Nativa
Fui al mercado a comprar cadenas,
gruesas cadenas para ti, mi amor.
Jacques Prevert
Cuando le dijeron Nativa ella sonrío. Una idea absurda atravesó fugazmente por su imaginación. Pensó en la furia de los volcanes justo antes de entrar en erupción. Él advirtió su gesto y no tuvo que adivinar, porque el pensamiento estuvo dándose vueltas entre la vegetación y quedó, por algunos segundos, enredado entre los mantos de Eva y los troncos con que habían fabricado su casa en un claro de luna, cerca del lago.
Él brindó con ese que sería el cuerpo de sus delitos y cerró los ojos mientras la acariciaba bajo el agua. Con la urgencia de un deseo profundo quiso aprenderla de memoria como una lección pendiente, extraviado en la forma de sus piernas, fascinado con la suavidad de su piel transparente.

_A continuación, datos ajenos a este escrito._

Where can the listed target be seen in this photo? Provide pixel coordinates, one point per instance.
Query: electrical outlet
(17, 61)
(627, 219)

Ella lo besaba con desesperación para grabarlo en el archivo de su memoria. Nadaba en el humor acuoso de sus ojos tristes y le mordía los labios. Buscaba con sus manos todos los rincones de ese cuerpo que tanto amaba desde tiempos inmemoriales.
Entonces él entendió que ella era música que sonaba con dolor, con urgencia, con olor a nardos, con sabores desconocidos.
Bastó, nada más, un simple movimiento de placas subterráneas para que la alquimia estallara en una convulsión de embriaguez y lágrimas, donde ella fue una mujer perdida en los laberintos de un amor desconocido, y él, un hombre, mucho más que todo un hombre.